The current wave of protests in the southern Chinese city began in early June in response to a legislative bill that would have allowed China to extradite into communist territory anyone accused of violating Communist Party law. The bill would not have discriminated between Hong Kong residents, Chinese citizens, and foreigners, and it was not clear if it gave Beijing the power to disappear into its notorious prisons anyone who publicly criticized the Communist Party or worshipped outside of the confines of the “patriotic” communist religious institutions. Protesters argued that the bill made it possible for China to enforce its laws on Hong Kong soil, a violation of the “One Country, Two Systems” policy that China agreed to when the United Kingdom handed over sovereignty of the city in 1997.

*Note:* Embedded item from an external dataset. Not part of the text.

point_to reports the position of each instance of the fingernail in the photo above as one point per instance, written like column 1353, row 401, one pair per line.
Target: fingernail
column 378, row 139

Hong Kong Chief Executive Carrie Lam announced in June that the Legislative Council (LegCo) would table the bill in response to the protests, triggering even larger protests, as tabling the bill makes it possible for lawmakers to revive it at any time. In response to police attacks on peaceful protesters, the pro-democracy movement has established five demands for its government: a full withdrawal of the extradition law, freedom for imprisoned protesters, an independent investigation into police brutality, a government apology for calling the June 12 march a “riot,” and direct election of all Hong Kong lawmakers to prevent another situation like that surrounding the extradition bill.

The Chinese Communist Party and its propaganda arms have repeatedly referred to protesters as “rioters,” this week escalating the name-calling to “mobsters.” The Global Times, in particular, has called for police to show “zero tolerance” against the protesters and, in the aftermath of the attack on Fu Guohao, branded them “terrorists.”

“The whole newsroom of the Global Times was outraged by rioters treating our reporter in such an inhumane way and strongly condemned the act, which could be considered terrorism,” the Times wrote on Wednesday in a piece attacking Apple Daily for allegedly revealing that Fu had identified himself as a “tourist” to protesters while antagonizing them. The Apple Daily report would explain why protesters stole Fu’s bag and rummaged through it to find identification showing him to be a journalist.

The police entered the airport around 11 p.m. local time Tuesday in response to the Airport Authority, which received calls for medical attention for the unidentified man the protesters tied up.

Police arrested five individuals in the raid. Journalists present during the melee said it appeared that police were targeting specific individuals for detention, not indiscriminately arresting protesters.